Beware Children At Play
In 2012, director Scott Derrickson crafted a great brooding atmospheric horror with Sinister. Now two years later after the success of the first film, an inevitable sequel has made it’s way to the silver screen. Derrickson has moved on to bigger things with the upcoming Doctor Strange and in his place steps Ciarán Foy. Despite a change in director, Derrickson and partner C. Robert Cargill return to write the feature after collaborating on the first. So is the return of Baghuul as effective as his first stint with his 8mm snuff films? Well…
One thing is for certain Baghuul remains a mysterious and intriguing horror character who certainly has a presence on screen. One of the reasons for that is the seldom visual use of his character throughout both films. It’s an effective ploy which doesn’t make you bored of seeing the bogeyman. Unfortunately when we do come across him it is primarily in the same form as we see him in the first film, now this is to be expected however when it comes to delivering the scares they also occur in the exact same way, making his appearances in scenes predictable and not scary.

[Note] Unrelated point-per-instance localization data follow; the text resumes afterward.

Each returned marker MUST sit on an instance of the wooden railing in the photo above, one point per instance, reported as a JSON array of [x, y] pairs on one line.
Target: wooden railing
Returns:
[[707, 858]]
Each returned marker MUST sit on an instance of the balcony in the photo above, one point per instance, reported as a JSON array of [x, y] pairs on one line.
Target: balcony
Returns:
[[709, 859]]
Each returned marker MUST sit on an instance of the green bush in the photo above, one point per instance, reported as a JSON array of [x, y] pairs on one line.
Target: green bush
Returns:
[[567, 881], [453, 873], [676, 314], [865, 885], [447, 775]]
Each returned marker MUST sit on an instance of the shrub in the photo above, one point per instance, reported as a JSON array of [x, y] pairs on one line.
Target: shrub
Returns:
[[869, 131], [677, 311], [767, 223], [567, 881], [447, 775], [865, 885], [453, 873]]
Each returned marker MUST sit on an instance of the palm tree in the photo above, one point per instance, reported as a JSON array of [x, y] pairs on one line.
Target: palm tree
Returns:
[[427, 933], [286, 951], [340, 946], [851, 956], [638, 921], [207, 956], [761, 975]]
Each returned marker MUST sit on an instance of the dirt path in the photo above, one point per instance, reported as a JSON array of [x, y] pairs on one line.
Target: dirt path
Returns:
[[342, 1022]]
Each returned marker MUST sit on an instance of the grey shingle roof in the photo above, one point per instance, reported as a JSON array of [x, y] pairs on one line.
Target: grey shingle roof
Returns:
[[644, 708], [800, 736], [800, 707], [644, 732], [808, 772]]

One thing I did not like about this second outing was the over reliance on the 8mm snuff films shot by the children who go on to kill their families. In the first film they were incredibly effective and unsettling, but here they just feel exploitative. Reason being they last a lot longer than those in the first film and at times a bit too creative. There are also no attempts to build atmosphere in the films, in the first you are investigating the footage alongside Ethan Hawke’s character as he tries to decipher what is going, looking out for Baghuul & symbols. But in the second film, they are there solely to shock and show murder.
There are sequences during the second film that show promise and exhibit inventive qualities, the torch scene with James Ransome being one of them. However these good scenes are already on show in the trailers, taking away any sort of surprise element and decreasing the effectiveness when watching the film in its entirety. Derrickson & Cargill have also tried to keep the story unique and different to the first, by showing the events of Baghuul’s abduction of children from the view of one of the children. The results are indifferent, we get a story that isn’t a repeat of the first but we are also exposed to the supernatural world a lot more, which unsurprisingly lowers fear.
Come the end of the film, despite the writers best efforts and the similar vibe to the first film with its imagery, musical score and characters, Sinister 2 lacks the atmosphere of it’s predecessor and comes across more of a stick horror film than it should. Fans of the original have plenty to like here, but don’t expect something of the same calibre as the first.